The Greek Island of Lemnos played a pivotal role for Anzacs on their way to Gallipoli and – if they survived that nine month campaign – returning home or to other parts of the World War I front.
But as Campbelltown Mayor Paul Hawker said at the official launch last night of the Life on Lemnos photographic exhibition, the north Aegean island was a lot more than that for our troops.
“It was at Lemnos where the largest armada in history had gathered a few days before leaving on April 24, 1915 headed for Gallipoli,’’ Mayor Hawker said.
“There were more than 200 ships and it was at that time the biggest armada ever assembled, and it was in Lemnos.’’
But from an Anzac point of view, the island was also the first Greek place our soldiers had set foot on in World War I.
More than 3,000 of them arrived in Lemnos early in March of 1915 as preparations got under way for the assault on the Turks in Gallipoli.
By the end of the campaign more than 50,000 Anzacs had landed on Lemnos, and their interaction with the local people is captured in this poignant black and white photographic exhibition.

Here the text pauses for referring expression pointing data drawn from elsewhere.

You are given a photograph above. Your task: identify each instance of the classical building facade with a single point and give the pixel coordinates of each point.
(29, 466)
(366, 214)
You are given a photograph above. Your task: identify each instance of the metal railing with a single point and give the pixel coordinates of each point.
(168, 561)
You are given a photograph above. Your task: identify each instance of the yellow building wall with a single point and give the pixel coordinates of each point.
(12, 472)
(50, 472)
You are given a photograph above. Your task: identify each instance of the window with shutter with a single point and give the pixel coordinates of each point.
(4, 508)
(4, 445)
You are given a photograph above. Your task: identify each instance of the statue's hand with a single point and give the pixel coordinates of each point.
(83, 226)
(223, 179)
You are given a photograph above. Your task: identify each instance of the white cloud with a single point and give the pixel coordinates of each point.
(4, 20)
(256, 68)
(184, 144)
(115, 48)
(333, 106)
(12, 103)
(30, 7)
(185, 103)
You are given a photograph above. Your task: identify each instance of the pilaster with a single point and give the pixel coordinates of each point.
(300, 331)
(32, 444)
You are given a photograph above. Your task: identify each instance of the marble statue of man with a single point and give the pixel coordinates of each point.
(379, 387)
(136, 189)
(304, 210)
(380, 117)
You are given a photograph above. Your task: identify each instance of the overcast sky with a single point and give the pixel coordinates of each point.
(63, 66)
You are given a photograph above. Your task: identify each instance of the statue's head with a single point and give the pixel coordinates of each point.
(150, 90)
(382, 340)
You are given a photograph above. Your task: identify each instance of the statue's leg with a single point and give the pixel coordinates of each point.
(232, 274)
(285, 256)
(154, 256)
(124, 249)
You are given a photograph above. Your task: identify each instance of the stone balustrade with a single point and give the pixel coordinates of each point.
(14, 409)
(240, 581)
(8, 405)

Lemnos was also the site of both the No. 3 Australian General Hospital and No. 2 Australian Stationary Hospital, and the exhibition includes photographs of nurses with Anzac soldiers.
Campbelltown Council, in partnership with the Consulate General of Greece, and the support of the Joint Committee for the Battle of Crete and the Greek Campaign, along with Lemnos 1915 and Macarthur Greeks Inc is hosting this historically important photographic exhibition.
It’s an exhibition that will help us understand a little more about what the Anzacs went through at that time.
It also captures the bond between the locals and the Diggers, a bond that lives on between Greeks and Australians to this day.